12 January 2020, 09:05 WIB

Pengamat : Omnibus Law Beri Kepastian Kesejahteran Pekerja 


Deri Dahuri | Politik dan Hukum

MI/Bary Fathahilah
 MI/Bary Fathahilah
Ekonom Senior Habibie Center Umar Juworo.

PEMERINTAH terus berupaya menguatkan pondasi ekonomi Indonesia sambil mengantisipasi peluang dan tantangan dalam menghadapi era digitalisasi. Beberapa langkah baik jangka pendek, menengah, hingga panjang disiapkan. 

Ekonom Senior Habibie Center Umar Juworo menilai upaya yang dilakukan pemerintah yang dituangkan dalam rancangan undang-undang (RUU) Omnibus Law itu untuk merupakan perlindungan kesejahteraan kepada pekerja di Indonesia. 

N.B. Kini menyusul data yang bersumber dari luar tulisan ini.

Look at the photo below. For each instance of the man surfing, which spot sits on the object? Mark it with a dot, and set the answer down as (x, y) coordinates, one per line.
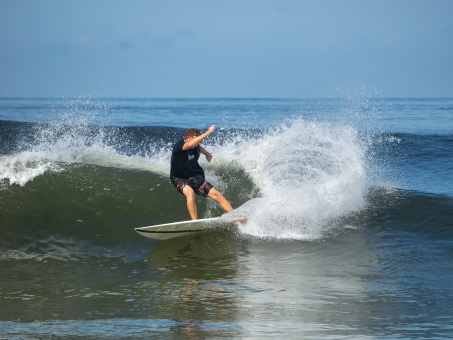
(188, 176)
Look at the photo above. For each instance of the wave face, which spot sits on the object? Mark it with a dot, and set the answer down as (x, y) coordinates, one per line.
(341, 212)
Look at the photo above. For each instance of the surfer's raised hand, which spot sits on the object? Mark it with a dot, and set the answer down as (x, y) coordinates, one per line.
(211, 129)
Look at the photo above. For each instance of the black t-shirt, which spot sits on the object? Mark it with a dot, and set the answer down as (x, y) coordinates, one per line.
(184, 164)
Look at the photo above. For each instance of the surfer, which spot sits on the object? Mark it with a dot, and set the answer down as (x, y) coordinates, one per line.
(188, 176)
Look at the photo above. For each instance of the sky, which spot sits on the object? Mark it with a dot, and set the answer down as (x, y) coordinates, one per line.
(226, 48)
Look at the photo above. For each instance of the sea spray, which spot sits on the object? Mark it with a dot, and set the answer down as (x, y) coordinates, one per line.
(308, 174)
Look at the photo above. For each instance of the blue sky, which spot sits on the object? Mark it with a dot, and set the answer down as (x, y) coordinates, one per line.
(247, 48)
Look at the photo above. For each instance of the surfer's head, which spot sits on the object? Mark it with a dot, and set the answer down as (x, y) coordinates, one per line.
(191, 133)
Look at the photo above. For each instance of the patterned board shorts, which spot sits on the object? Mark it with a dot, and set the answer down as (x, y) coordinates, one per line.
(202, 190)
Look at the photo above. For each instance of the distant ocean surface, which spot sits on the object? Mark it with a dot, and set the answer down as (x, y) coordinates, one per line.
(349, 233)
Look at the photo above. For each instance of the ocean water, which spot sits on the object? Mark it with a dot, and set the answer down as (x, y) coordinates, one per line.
(349, 233)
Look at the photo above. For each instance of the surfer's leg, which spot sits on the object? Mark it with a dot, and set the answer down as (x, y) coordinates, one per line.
(218, 197)
(191, 202)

"Omnibus Law ini kan bertujuan untuk memberikan perlindungan kesejahteraan kepada pekerja jika terjadi pemutuhan hubungan kerja akibat perusahaan menurun omsetnya. Jadi ada perhitungan pesangon yang cukup sampai pekerja mendapatkan pekerjaan ditempat lain," kata Umar kepada wartawan di Jakarta, Minggu (12/1).

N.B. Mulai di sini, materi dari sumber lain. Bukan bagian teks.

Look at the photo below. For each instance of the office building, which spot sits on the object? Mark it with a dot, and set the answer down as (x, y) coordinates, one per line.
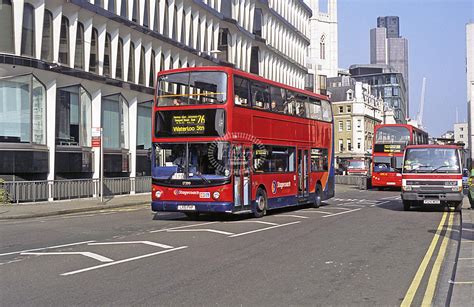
(69, 66)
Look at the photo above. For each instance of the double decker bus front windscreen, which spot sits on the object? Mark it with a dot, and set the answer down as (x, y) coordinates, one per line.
(192, 88)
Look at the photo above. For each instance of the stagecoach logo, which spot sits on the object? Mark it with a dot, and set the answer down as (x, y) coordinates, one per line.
(185, 193)
(279, 185)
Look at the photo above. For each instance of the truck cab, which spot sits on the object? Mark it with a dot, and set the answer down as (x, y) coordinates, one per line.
(432, 175)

Baca jugaBeleid Omnibus Law Cipta Lapangan Kerja Diminta Selesai 3 Bulan

Meski demikian, Umar menilai pembahasan Omnibus Law ini harus melibatkan berbagai kalangan termasuk serikat kerja sehingga ditemukan solusi terbaik dalam implementasinya. 

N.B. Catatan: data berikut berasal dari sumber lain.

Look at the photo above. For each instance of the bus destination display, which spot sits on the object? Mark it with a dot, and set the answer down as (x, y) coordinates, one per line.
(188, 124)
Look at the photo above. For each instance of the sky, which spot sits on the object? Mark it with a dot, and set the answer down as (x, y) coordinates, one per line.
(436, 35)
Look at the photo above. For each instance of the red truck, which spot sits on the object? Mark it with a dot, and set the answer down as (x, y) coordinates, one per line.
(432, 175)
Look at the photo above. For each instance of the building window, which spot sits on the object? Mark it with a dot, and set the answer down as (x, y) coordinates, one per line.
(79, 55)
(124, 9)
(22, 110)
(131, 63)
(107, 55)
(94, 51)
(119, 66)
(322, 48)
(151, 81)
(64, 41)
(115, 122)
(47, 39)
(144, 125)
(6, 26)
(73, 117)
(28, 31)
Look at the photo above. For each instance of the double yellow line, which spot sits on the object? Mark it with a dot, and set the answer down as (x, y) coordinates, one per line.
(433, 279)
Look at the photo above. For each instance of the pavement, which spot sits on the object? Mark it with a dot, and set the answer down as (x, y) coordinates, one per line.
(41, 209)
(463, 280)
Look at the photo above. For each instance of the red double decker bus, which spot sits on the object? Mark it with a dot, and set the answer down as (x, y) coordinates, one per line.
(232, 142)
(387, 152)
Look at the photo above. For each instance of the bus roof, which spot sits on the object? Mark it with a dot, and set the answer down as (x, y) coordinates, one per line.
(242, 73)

"Tentu harus ada titik temu semua pihak termasuk serikat pekerja sehingga tidak ada lagi penolakan," tambah Umar.

Umar menilai Omnibus Law tujuannya untuk menyesuaikan peraturan ketenagakerjaa dengan perkembangan investasi dan ekonomi yg baik bagi pengusaha dan juga tenaga kerja. 

"Perlu fleksibilitas dalam pengaturan ketenagakerjaan yang sesuai dengan perkembangan ekonomi dan bisnis. Karena itu penentuan upah dan kompensasi pemberhentian tenaga kerja (jika terjadi) harus berdasarkan pada pertemuan antara kepentingan pekerja dan pengusaha," Imbuhnya.

"Upah minimum pekerja jelas harus didasarkan pada perhitungan kebutuhan fisik minimum, pertumbuhan ekonomi, inflasi, dan produktivitas pekerja," jelas Umar.

Sebelumnya, Menteri Koordinator Bidang Perekonomian Airlangga Hartarto menyampaikan RUU Omnibus Law Cipta Lapangan Kerja. RUU ini bertujuan untuk menciptakan ekosistem investasi serta kemudahan dan perlindungan Usaha Mikro Kecil dan Menengah (UMKM) dengan 11 klaster yang akan diselesaikan.

“Omnibus Law ini akan membahas ekosistem penyederhanaan perizinan dan investasi. Di sini juga akan dimasukan terkait dengan kemudahan berusaha terkait juga yang terkait dengan dorongan untuk riset dan inovasi. Termasuk di dalamnya bagaimana membuat inovasi ini menjadi bagian dari pada peningkatan daya saing,” kata Airlangga.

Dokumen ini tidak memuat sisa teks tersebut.